Following Ansible website it is a simple automation language that can perfectly describe an IT application infrastructure. It’s easy-to-learn, self-documenting, and doesn’t require a grad-level computer science degree to read. Ansible using SSH keys to authenticate on the remote host. So you have to put your SSH key to authorized_keys file in the remote host before running ansible commands on it. The main idea of that that is to create playbook with set of ansible commands. Playbooks are Ansible’s configuration, deployment, and orchestration language.
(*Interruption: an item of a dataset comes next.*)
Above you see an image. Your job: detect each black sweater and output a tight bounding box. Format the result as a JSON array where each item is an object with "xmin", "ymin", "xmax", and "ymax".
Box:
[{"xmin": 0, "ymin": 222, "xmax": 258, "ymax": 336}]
They can describe a policy you want your remote systems to enforce, or a set of steps in a general IT process. Here is catalog structure with ansible configuration for application deploy.

Here’s my ansible playbook code. It defines remote host, user to connect and role name. This file is used inside jenkins pipeline on ansiblePlaybook step.

[code]
—
– hosts: pBPreprod
remote_user: default

roles:
– preprod
[/code]

Here’s main.yml file where we define set of ansible commands to on remote server.

[code]
—
– block:
– name: Copy configuration file
template: src=config.yml.j2 dest=/opt/start/config.yml

– name: Copy jar file
copy: src=../target/start.jar dest=/opt/start/start.jar

– name: Run jar file
shell: java -jar /opt/start/start.jar
[/code]

You can check out build results on jenkins console. There is also fine pipeline visualization with stage execution time. Each build history record has link to Artifactory build information and SonarQube scanner report.